The motivation for this proposed change
User experience
- Performance
- Consistent branding
- Social media sharing
- Privacy focused browsers
- Sharing assets on a web2 application
Developer experience
- Enable developers to create progressive web apps
- Lighthouse support
- Content encoding (Brotli)
- Caching
- Remove necessity to bypass the Service Worker
Complexity
- Remove SEO and /_/raw routing
- No technology misuse
- Decentralized API Boundary Node routing/discovery
The short term roadmap for this proposed change
The short term roadmap that we’re proposing is as follows:
Research and investigation
Timeline: From present day up to 2-3 weeks.
This is the current phase that we are in now. We are currently working on gathering metrics for the size of streamed response bodies. This is important because these responses are currently not verified by ICX Proxy. We would suggest gathering these metrics for the next couple of weeks in order to make an educated decision about the next step of the transition.
Limited certified response body streaming
Timeline: 1 week.
Based on metrics of typical streamed response body sizes, we will implement verification for streamed response bodies up to a safe limit. This limit should be high enough that it will cover JS, HTML, CSS files and average sized images, but low enough that it would not allow a malicious canister to perform a DOS attack on ICX Proxy.
This limit will initially apply to both response verification v1 and v2, but in the future we plan to develop a streaming protocol exclusively for response verification v2 that will allow for a much higher limit of streaming without exposing ICX Proxy to DOS attacks from malicious canisters.
Blocking of dangerous features
Timeline: 1 week.
Cache headers and redirect (3xx) status codes control browser behavior. The status code and response headers are not certified for response verification v1 so these should be filtered (headers) or blocked (status code) if a canister tries to use them. A canister should use the “upgrade to update” call feature if it wishes to leverage these features.
For response verification v2, the same should apply for cache headers only if they are excluded from certification, if they are included in certification (and the verification succeeds) then they can be passed along as normal. The status code is always certified so there’s no need for any blocking there.
Canary release
Timeline: 1 - 2 weeks, depending on the success of the canary release.
A canary release of the boundary nodes will direct all dapps to ICX Proxy instead of the Service Worker, which allows community members and dapp developers to test out their dapp through ICX Proxy and make sure that everything is working as intended. This will be a much more important canary release than usual and community support with this release will be vital for a smooth transition.
Full release
Timeline: Immediately following the successful canary release.

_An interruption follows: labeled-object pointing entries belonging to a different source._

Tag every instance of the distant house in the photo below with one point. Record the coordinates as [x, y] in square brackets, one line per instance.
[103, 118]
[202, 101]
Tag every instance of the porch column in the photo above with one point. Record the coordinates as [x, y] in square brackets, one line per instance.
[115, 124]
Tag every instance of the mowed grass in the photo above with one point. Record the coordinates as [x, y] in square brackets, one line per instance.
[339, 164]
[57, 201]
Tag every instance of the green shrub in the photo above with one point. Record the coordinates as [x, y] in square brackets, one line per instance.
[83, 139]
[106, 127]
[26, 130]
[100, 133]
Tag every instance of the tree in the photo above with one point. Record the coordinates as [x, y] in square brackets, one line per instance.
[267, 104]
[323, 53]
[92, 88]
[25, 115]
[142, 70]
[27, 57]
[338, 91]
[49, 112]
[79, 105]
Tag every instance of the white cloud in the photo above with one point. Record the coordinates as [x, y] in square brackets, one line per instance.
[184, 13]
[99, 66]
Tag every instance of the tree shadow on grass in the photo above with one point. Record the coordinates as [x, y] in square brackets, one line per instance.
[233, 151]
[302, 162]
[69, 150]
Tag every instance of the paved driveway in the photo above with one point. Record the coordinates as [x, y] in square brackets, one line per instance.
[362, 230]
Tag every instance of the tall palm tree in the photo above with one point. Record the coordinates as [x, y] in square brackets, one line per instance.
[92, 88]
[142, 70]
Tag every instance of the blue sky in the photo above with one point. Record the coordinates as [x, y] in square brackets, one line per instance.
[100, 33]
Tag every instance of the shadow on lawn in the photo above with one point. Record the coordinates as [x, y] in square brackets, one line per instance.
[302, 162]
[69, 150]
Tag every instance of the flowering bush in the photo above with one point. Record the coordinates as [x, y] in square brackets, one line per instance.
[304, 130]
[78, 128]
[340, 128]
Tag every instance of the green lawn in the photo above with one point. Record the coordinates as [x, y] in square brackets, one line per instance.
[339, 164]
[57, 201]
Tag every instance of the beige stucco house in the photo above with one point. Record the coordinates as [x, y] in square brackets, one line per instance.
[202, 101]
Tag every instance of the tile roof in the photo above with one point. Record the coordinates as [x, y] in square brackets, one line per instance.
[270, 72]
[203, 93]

After a testing period with the canary release, assuming everything goes to plan, then this canary release will be rolled out to all boundary nodes, region by region and the Service Worker will be officially deprecated. This rollout will be different from standard Boundary Node rollouts. Usually the Boundary Nodes are enabled for a small percentage of traffic within a region and this percentage is increased gradually. Due to the nature of this change though, the usual approach will create a bad user experience if they are toggling back and forth between a service worker enabled boundary node and an ICX proxy enabled boundary node.